A juíza Mara Silda Nunes de Almeida, da 8ª Vara da Fazenda Pública do Distrito Federal, suspendeu os efeitos da decisão do Tribunal de Contas do Distrito Federal (TCDF) que autorizou o pagamento retroativo de gratificação aos conselheiros do órgão por “excesso de acervo e de função”. A medida tem impacto estimado em R$ 5,8 milhões para os cofres públicos.
O pagamento foi aprovado na última sessão administrativa do TCDF de 2024, em 11 de dezembro, faltando dois dias para o início do recesso no órgão, em votação que durou menos de um minuto.
A decisão da magistrada é provisória e tem validade até o julgamento definitivo da ação popular que questiona essa gratificação.
O valor de uma primeira parcela já foi pago aos conselheiros, mas novos repasses estão proibidos. No final do processo, dependendo do resultado do julgamento, pode ser determinada a devolução desse dinheiro.
Em sua decisão, a juíza afirmou que “não é possível permitir a realização dos pagamentos antes que haja julgamento de mérito sobre a validade ou não desses montantes”.
O pagamento está sendo questionado em uma ação popular movida pelos advogados Fábio Henrique de Carvalho Oliva e Elda Mariza Valim Fim. Eles defendem que o valor extra não poderia ter sido pago porque não há previsão legal específica para isso.

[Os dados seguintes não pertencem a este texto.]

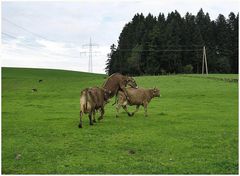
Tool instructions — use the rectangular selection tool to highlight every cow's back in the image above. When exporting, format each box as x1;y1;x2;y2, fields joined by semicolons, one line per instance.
125;88;150;105
88;87;105;108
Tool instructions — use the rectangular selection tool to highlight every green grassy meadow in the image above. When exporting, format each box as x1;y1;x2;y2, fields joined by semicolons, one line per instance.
2;67;238;174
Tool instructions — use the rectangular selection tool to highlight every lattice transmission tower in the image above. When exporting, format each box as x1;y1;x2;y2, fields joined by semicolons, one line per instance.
80;38;99;72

Em nota, o Tribunal informou que não foi oficialmente notificado sobre a decisão e que tem “compromisso com a legalidade e a transparência de seus atos”. O presidente do Tribunal, Márcio Michel, negou que exista irregularidade na medida e que os pagamentos onerem indevidamente os cofres públicos.

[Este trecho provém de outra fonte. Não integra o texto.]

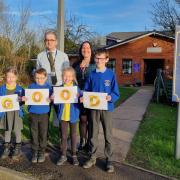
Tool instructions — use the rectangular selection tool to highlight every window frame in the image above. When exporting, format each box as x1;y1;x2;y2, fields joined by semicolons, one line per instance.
122;59;132;74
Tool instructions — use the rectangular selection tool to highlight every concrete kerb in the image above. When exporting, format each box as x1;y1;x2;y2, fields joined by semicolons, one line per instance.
122;162;177;180
0;166;35;180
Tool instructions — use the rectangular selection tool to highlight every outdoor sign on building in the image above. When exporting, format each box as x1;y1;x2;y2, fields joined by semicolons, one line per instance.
172;26;180;102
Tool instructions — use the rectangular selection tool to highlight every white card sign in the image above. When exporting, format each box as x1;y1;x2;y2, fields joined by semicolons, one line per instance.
53;86;78;104
25;89;49;105
83;92;108;110
0;94;20;112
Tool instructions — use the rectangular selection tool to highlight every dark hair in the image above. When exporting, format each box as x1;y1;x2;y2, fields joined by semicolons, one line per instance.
34;68;47;77
5;66;18;76
79;41;94;63
44;30;57;40
95;48;109;58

Em reservado, o argumento usado na Corte é de que a gratificação não é creditada como salário e por isso não está submetida ao limite previsto na lei. Os conselheiros do TCDF e procuradores do Ministério Público de Contas (MPC) têm salário de até R$44 mil, valor estipulado como teto constitucional.
Sem precedentes
A “gratificação por acumulação de acervo processual, procedimental ou administrativo” consiste num benefício específico para conselheiros que ocupam cargos administrativos, como presidente, vice-presidente, corregedor e ouvidor.
Quando o benefício foi criado, a previsão era que fossem concedidos até 10 dias de folga por mês aos conselheiros. Até que, em 2023, o TCDF aprovou uma resolução autorizando a conversão dos dias de descanso em dinheiro, até o limite mensal de um terço dos salários.

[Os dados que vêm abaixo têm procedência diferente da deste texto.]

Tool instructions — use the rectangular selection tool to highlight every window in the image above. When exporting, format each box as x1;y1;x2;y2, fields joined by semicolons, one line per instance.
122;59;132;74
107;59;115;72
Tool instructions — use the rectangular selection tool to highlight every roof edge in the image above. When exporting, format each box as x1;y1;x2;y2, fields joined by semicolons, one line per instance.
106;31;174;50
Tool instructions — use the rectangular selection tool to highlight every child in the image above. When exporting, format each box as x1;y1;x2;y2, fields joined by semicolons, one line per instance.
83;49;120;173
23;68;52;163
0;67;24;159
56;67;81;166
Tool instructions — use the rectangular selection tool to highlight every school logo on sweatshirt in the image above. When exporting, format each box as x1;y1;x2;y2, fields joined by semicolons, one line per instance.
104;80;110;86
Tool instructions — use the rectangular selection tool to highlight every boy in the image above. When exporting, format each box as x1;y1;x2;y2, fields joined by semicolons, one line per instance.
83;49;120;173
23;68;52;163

O Tribunal de Contas do Distrito Federal é composto por sete conselheiros. Como o pagamento foi retroativo, calculado desde 2018, cada conselheiro ganhou de uma vez valores que chegaram, em alguns casos, a R$1,2 milhão. A regra não existe em outros órgãos de controle, como magistrados e membros do Ministério Público
Conforme o ato do TCDF ao qual o HJur teve acesso, o conselheiro Inácio Magalhães foi o que recebeu o pagamento mais alto, de R$1,2 milhão. O procurador-geral do MPC Demóstenes Albuquerque recebeu R$1 milhão. A terceira melhor aquinhoada foi a conselheira Anilcéia Machado, que recebeu R$ 893.531,55.
Os demais integrantes do Tribunal contemplados são o procurador Marcos Felipe Pinheiro Lima (R$ 874.258,35), Paulo Tadeu (R$ 657.208,08); Márcio Michel (R$ 498.478,81); Manoel Andrade (R$ 360.842,25); Renato Rainha (R$ 259.652,90) e André Clemente (R$ 71.847,37).
Em outubro de 2023, uma resolução aprovada pelo Conselho Nacional de Justiça abriu espaço para que fossem implantadas nos tribunais regras vigentes para promotores e procuradores de Justiça, mas não este tipo de gratificação.
No caso do TCDF, o Ministério Público do Distrito Federal e Territórios (MPDFT) informou ser contra os pagamentos aos conselheiros. No parecer elaborado sobre o caso, o órgão informou que a medida “causou graves prejuízos ao patrimônio público”. Acrescentou que “em nenhum outro tribunal, o bônus foi retroativo”.